I have chosen one or two instances from my own personal experience. The grave mistakes made in my own case may serve as a warning to others who will find, however, that experience is the best teacher. For positive work, in the long run, we generally find out our own method. On the negative side, however, it is useful to have certain pitfalls pointed out to us, in order that we may save time by avoiding them. It is for this reason that I sound a note of warning.
1. There is the danger of side issues. An inexperienced story- teller is exposed to the temptation of breaking off from the main dramatic interest in a short exciting story in order to introduce a side issue which is often interesting and helpful but which must be left for a longer and less dramatic story. If the interest turns on some dramatic moment, the action must be quick and uninterrupted, or it will lose half its effect.
I had been telling a class of young children the story of Polyphemus and Ulysses, and just at the most dramatic moment in the story some impulse for which I cannot account prompted me to go off on a side issue to describe the personal appearance of Ulysses.
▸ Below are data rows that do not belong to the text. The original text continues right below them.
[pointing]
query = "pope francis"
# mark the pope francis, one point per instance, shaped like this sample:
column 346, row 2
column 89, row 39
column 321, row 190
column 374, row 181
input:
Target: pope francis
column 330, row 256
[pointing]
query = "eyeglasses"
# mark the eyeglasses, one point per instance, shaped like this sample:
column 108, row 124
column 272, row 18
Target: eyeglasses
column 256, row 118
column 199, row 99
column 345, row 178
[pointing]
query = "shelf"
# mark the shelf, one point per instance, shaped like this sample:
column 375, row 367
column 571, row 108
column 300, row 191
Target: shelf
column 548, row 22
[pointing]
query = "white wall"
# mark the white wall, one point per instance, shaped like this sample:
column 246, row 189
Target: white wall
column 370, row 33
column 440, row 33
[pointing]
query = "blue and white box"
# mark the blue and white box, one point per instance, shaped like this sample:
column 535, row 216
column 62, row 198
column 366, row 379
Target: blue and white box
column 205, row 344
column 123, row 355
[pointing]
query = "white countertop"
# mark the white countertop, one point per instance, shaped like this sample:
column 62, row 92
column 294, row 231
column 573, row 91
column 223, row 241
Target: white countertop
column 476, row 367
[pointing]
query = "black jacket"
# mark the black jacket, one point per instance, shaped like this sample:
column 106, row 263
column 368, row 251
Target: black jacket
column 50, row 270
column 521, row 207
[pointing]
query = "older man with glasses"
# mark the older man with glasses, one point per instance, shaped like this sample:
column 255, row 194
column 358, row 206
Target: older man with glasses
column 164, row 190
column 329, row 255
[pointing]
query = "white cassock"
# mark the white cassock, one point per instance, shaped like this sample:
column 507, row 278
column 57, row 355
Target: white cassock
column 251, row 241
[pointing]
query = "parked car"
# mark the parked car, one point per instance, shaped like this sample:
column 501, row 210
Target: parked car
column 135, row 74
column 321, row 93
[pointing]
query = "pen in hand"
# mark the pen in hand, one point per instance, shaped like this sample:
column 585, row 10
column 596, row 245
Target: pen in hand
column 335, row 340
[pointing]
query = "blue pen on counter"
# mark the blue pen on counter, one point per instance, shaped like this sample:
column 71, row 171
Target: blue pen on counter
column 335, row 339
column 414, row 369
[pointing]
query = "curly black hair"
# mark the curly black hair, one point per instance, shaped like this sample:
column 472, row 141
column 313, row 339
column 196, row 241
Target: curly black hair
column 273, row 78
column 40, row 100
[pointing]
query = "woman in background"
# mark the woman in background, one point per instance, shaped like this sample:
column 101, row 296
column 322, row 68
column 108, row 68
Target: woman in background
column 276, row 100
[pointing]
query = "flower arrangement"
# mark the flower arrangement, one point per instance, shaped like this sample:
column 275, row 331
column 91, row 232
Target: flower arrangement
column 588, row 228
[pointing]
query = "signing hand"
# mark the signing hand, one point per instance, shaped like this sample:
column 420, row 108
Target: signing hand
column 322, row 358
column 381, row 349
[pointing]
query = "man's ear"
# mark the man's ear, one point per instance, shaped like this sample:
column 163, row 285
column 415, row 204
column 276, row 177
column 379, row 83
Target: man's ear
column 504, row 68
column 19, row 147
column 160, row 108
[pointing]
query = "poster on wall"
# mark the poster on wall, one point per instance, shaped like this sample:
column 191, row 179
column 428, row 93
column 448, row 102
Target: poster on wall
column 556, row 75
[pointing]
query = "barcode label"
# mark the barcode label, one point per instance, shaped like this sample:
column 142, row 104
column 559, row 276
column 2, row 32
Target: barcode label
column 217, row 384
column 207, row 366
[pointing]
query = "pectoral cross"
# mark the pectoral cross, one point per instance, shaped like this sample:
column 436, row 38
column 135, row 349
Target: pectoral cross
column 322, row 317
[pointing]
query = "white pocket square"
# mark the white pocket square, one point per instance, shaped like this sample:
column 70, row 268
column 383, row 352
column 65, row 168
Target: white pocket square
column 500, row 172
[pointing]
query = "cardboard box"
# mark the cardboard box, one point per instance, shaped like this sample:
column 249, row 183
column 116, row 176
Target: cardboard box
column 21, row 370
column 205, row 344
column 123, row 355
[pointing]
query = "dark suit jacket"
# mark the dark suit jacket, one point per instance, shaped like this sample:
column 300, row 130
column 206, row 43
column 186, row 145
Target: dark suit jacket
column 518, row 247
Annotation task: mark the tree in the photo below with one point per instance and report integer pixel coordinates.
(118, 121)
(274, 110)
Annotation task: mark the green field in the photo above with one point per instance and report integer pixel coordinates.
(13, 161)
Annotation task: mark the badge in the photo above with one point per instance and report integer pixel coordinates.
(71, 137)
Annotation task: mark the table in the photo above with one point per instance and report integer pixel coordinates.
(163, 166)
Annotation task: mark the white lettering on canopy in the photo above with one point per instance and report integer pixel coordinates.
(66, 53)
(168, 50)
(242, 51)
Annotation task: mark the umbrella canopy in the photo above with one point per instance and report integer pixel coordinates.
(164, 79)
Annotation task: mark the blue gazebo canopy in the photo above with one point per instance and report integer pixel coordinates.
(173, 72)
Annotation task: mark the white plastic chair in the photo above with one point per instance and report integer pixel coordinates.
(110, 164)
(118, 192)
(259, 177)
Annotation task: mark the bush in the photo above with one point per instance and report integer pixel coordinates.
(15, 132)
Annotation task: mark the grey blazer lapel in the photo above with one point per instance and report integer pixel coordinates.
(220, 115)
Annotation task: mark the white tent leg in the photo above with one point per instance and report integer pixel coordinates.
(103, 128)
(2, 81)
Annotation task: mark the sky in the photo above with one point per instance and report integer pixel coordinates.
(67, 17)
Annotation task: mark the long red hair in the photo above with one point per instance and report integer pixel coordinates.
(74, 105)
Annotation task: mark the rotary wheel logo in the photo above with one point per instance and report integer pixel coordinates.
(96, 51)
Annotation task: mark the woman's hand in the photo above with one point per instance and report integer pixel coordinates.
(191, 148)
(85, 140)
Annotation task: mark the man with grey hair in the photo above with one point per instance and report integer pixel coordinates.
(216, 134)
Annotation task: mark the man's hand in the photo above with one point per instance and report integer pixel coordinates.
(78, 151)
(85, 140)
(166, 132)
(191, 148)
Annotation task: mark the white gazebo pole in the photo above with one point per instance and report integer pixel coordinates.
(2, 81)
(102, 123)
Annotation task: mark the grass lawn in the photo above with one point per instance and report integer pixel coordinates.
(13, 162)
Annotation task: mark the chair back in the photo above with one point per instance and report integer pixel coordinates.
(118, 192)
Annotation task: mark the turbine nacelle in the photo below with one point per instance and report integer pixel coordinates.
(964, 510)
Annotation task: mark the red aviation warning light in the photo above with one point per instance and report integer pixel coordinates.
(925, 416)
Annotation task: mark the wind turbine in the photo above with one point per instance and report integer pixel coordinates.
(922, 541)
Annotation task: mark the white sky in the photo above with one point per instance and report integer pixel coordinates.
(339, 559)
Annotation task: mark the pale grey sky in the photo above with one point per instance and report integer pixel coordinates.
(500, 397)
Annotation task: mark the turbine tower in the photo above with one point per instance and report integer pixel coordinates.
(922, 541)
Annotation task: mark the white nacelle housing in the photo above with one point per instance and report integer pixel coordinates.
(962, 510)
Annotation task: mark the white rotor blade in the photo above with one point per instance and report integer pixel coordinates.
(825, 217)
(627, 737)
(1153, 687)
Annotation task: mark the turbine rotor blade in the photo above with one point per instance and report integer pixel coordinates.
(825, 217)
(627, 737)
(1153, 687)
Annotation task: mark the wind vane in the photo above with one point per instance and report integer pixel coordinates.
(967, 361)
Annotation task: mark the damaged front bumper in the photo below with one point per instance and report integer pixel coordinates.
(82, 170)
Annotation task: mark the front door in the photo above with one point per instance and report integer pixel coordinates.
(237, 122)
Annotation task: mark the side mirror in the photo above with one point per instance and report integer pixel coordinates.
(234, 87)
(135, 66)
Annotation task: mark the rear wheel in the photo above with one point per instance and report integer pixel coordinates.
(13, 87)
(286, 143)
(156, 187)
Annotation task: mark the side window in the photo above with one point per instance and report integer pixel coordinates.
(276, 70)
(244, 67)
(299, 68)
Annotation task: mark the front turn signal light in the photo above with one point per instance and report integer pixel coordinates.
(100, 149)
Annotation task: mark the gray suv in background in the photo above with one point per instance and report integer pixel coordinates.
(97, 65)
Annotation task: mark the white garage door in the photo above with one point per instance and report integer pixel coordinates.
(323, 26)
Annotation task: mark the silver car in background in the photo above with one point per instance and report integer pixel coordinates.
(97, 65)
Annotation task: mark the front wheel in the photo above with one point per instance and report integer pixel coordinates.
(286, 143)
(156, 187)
The children were visibly bored, but with polite indifference they listened to my elaborate description of the hero. If I had given them an actual description from Homer, I believe that the strength of the language would have appealed to their imagination (all the more strongly because the might not have understood the individual words) and have lessened their disappointment at the dramatic issue being postponed; but I trusted to my own lame verbal efforts, and signally failed. Attention flagged, fidgeting began, the atmosphere was rapidly becoming spoiled in spit of the patience and toleration still shown by the children. At last, however, one little girl in the front row, as spokeswoman for the class, suddenly said: "If you please, before you go on any further, do you mind telling us whether, after all, that Poly . . . [slight pause] . . . that . . . [final attempt] . . . Polyanthus died?"
Now, the remembrance of this question has been of extreme use to me in my career as a story-teller. I have realized that in a short dramatic story the mind of the listeners must be set at ease with regard to the ultimate fate of the special Polyanthus who takes the center of the stage.
I remember, too, the despair of a little boy at a dramatic representation of "Little Red Riding-Hood," when that little person delayed the thrilling catastrophe with the Wolf, by singing a pleasant song on her way through the wood. "Oh, why," said the little boy, "does she not get on?" And I quite shared his impatience.
This warning is necessary only in connection with the short dramatic narrative. There are occasions when we can well afford to offer short descriptions for the sake of literary style, and for the purpose of enlarging the vocabulary of the child. I have found, however, in these cases, it is well to take the children into your confidence, warning them that they are to expect nothing particularly exciting in the way of dramatic event. They will then settle down with a freer mind (though the mood may include a touch of resignation) to the description you are about to offer them.